Who is Arshad Nadeem, Pakistan’s new hero who won gold in javelin for no money and now awaits million-dollar rewards?

Who is Arshad Nadeem, Pakistan’s new hero who won gold in javelin for no money and now awaits million-dollar rewards?

He was an underdog and took the Olympic title on Thursday by breaking the Games record for the javelin throw: Arshad Nadeem gave to Pakistan a historic gold medal, and he did it despite his lack of resources. The country is not one of those that pays the most for a medal, but the prizes for its new hero will come from businessmen who have already promised him juicy gifts.

For a long time, his way of training was with a stick and a rope, something that gives even more merit to the feat of this 1.90-metre, 27-year-old colossus, father of two children, who brought euphoria to his country.

“He has achieved the impossible and made history. Everyone was watching my brother. He has brought us our first medal in 32 years. And a gold one (…) when we have nothing,” said his older brother, Muhammad Azeem, dressed in a shirt with the national colours, white and green.

Next to him, in Mian Channu, in Punjab, on the border with India, the party was in full swing. There was dancing, singing, and cakes were being handed out.

“Arshad Nadeem is from Mian Channu. He came here from a small village and has taken Pakistan’s colours to the top internationally,” Rasheed Ahmed (69), the coach who spotted his sporting qualities in 2011, proudly told AFP.

But no one could have predicted at the beginning that Arshad would be able to achieve Olympic glory, much less in the javelin throw.

Like the vast majority of Pakistanis, Arshad could only dream of one sport: cricket.

While preparing for the 2021 Tokyo Olympics, Nadeem admitted to AFP that he might have made it to the national team in that sport, the most important for the country.

But life had a different fate in store for him. Following the advice of one of his brothers, he decided to take up athletics, a more immediate sport than cricket, whose matches can last several days.

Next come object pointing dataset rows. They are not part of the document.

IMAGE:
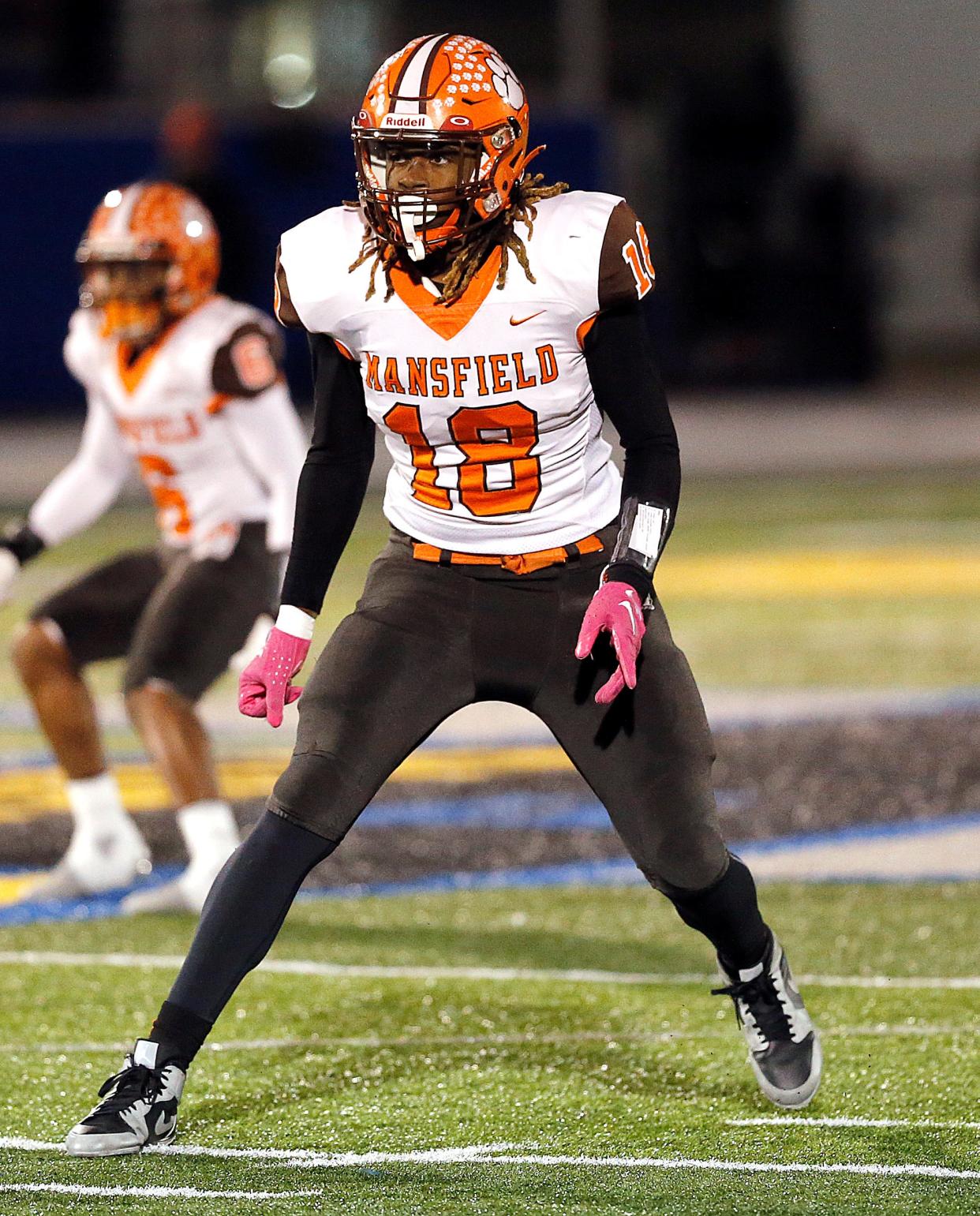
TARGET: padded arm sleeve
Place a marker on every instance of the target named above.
(335, 476)
(629, 391)
(88, 487)
(267, 434)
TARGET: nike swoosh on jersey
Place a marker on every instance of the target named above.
(629, 607)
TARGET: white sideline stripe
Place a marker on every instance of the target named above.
(67, 1188)
(881, 1030)
(840, 1121)
(341, 971)
(492, 1154)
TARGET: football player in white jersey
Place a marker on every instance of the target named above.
(184, 384)
(484, 323)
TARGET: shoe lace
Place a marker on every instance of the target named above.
(128, 1086)
(764, 1002)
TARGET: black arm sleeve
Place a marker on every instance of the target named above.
(335, 477)
(629, 391)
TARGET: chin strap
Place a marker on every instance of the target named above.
(407, 217)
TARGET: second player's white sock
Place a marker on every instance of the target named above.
(95, 802)
(211, 834)
(107, 849)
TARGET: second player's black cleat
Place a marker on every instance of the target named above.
(784, 1049)
(139, 1107)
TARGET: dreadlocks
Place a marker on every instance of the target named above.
(474, 251)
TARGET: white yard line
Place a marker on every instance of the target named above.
(492, 1154)
(879, 1030)
(501, 975)
(67, 1188)
(840, 1121)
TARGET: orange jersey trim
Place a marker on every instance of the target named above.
(517, 563)
(447, 320)
(218, 402)
(132, 373)
(582, 334)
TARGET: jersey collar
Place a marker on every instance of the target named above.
(447, 320)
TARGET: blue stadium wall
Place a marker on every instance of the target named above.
(53, 182)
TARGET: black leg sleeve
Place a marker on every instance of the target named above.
(243, 914)
(728, 914)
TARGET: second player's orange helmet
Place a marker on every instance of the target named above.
(458, 92)
(151, 224)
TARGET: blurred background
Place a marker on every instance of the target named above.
(809, 173)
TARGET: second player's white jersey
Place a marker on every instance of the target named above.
(487, 408)
(206, 417)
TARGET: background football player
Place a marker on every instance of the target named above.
(484, 323)
(185, 384)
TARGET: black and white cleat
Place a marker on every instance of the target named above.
(139, 1107)
(784, 1050)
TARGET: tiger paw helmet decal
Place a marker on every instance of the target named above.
(505, 82)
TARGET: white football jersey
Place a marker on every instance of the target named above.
(207, 418)
(487, 408)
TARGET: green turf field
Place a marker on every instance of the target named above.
(572, 1070)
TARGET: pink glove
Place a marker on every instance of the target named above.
(264, 687)
(615, 608)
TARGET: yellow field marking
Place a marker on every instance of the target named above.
(27, 793)
(13, 889)
(772, 575)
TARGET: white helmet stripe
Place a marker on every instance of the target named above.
(411, 79)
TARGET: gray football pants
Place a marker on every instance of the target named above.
(426, 640)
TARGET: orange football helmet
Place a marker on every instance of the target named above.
(450, 94)
(150, 254)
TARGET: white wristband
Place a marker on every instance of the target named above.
(296, 623)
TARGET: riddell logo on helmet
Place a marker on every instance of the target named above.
(405, 121)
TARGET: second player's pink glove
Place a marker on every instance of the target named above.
(617, 609)
(265, 686)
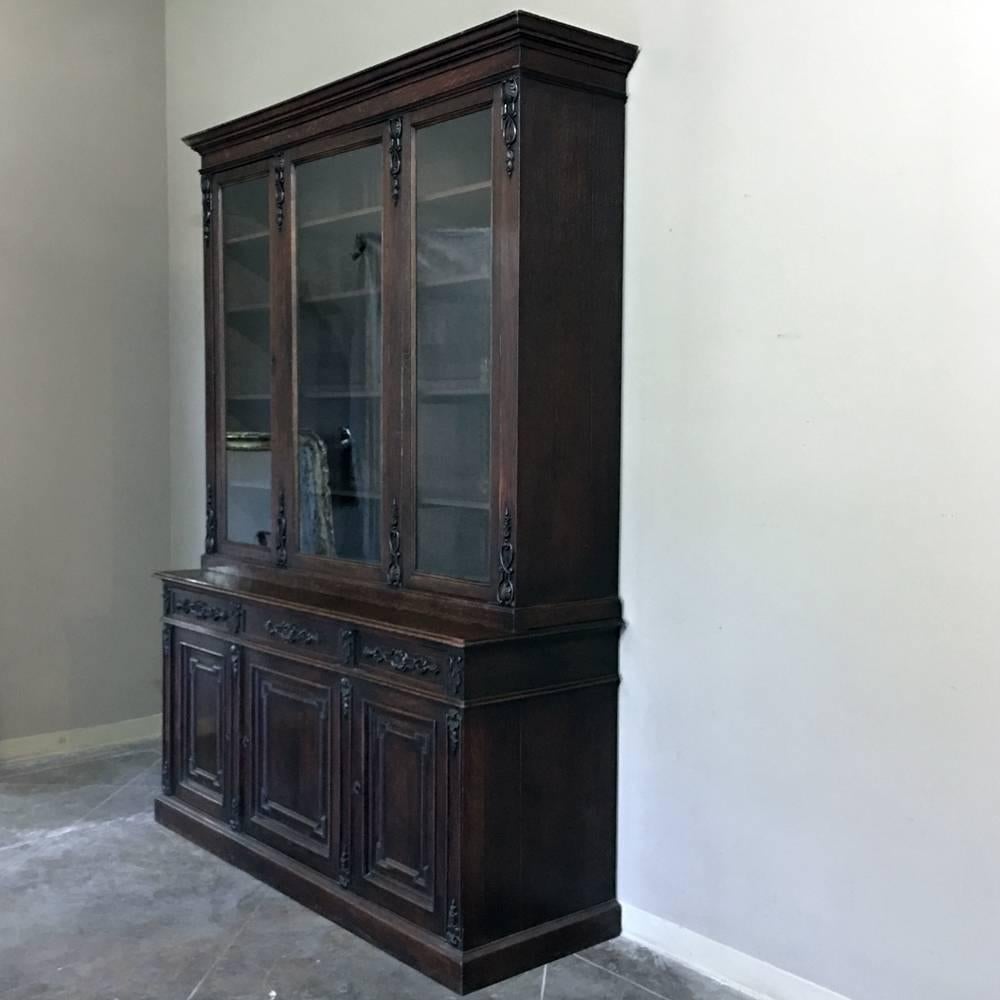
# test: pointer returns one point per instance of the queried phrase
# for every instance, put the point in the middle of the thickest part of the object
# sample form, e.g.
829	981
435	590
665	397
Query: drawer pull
294	634
400	661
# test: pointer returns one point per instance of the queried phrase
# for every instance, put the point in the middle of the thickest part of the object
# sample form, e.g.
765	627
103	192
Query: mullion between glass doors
245	288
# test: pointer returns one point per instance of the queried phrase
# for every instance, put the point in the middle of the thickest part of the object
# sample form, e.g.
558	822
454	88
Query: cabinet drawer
203	609
429	666
310	634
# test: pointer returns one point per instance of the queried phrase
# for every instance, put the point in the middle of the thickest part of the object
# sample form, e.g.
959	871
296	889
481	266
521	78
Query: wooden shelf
248	238
451	389
321	393
356	293
456	192
450	502
329	220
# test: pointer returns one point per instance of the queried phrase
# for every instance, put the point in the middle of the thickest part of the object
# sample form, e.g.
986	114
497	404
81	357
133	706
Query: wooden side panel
539	807
570	150
293	766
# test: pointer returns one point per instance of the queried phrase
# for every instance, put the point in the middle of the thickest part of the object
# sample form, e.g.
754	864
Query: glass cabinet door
454	238
338	320
246	318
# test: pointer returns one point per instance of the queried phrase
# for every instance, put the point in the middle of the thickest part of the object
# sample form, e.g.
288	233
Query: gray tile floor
100	902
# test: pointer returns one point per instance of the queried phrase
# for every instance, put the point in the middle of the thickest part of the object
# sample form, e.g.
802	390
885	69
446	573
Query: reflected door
338	304
246	315
454	239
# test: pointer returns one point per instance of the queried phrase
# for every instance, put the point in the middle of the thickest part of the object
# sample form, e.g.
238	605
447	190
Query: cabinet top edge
416	625
510	30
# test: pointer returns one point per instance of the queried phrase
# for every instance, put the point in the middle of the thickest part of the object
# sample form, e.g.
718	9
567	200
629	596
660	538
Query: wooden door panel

Time management was important. His family of seven brothers and sisters needed him.

In a country where 40% of the population lives below the poverty line, the number one goal is to meet everyone’s needs, so he had to work from a very early age at the request of his father, a now retired bricklayer.

Arshad Nadeem married and had two children. In his spare time, he continued to dream of athletics and practiced shot put, javelin, discus and hammer throws, as well as long jump, high jump, triple jump and 100 metres, he said in 2021.

His life changed in 2015 when he was hired by the Pakistan Water and Electricity Board, a government authority with a budget to support sports talent.

There he also discovered that sport involves sacrifices: intensive training, diet, several injuries to his knees and elbows, and travel for training sessions.

On Thursday at the Stade de France, her sacrifices paid off and gave Pakistan its historic first Olympic medal in athletics.

With a throw of 92.97 metres on his second attempt, Nadeem smashed the Olympic record by more than two metres.

He beat Indian Neeraj Chopra, champion in Tokyo in 2021. In recent years they have become friends despite coming from two countries that have a historical rivalry.

They have shared podiums in different competitions, but Chopra, a star in his country, has so far been the dominant force and Nadeem has remained in the shadows.

She will now return to Pakistan as a protagonist, with the country’s first Olympic medal since 1992. It will also be the eleventh in the history of this country, which was founded in 1947 after the partition with India. And the fourth gold.

All this without Nadeem having adequate infrastructure for his sport, Parvaiz Ahmed, a former Punjab sports official, told AFP.

“The athletes had to make do with wooden sticks with a rope wound around them like a javelin,” he recalls, often exercising in temperatures close to 45 degrees Celsius.

“When I saw that Arshad was progressing so much, we got him a real javelin, which we had brought from Sialkot. [una ciudad a 400 kilómetros]”, he points out.

In any case, Pakistan does not have any professional athletics infrastructure, as the priority remains cricket or field hockey fields.

Last March, Arshad Nadeem said that he had been training with his only javelin for seven years. It was only with the Paris Games approaching that he was able to get another one.

But since Thursday, everything has certainly changed for him: on social media, politicians and businessmen in the country are already announcing rewards and gifts in recognition of his success in Paris.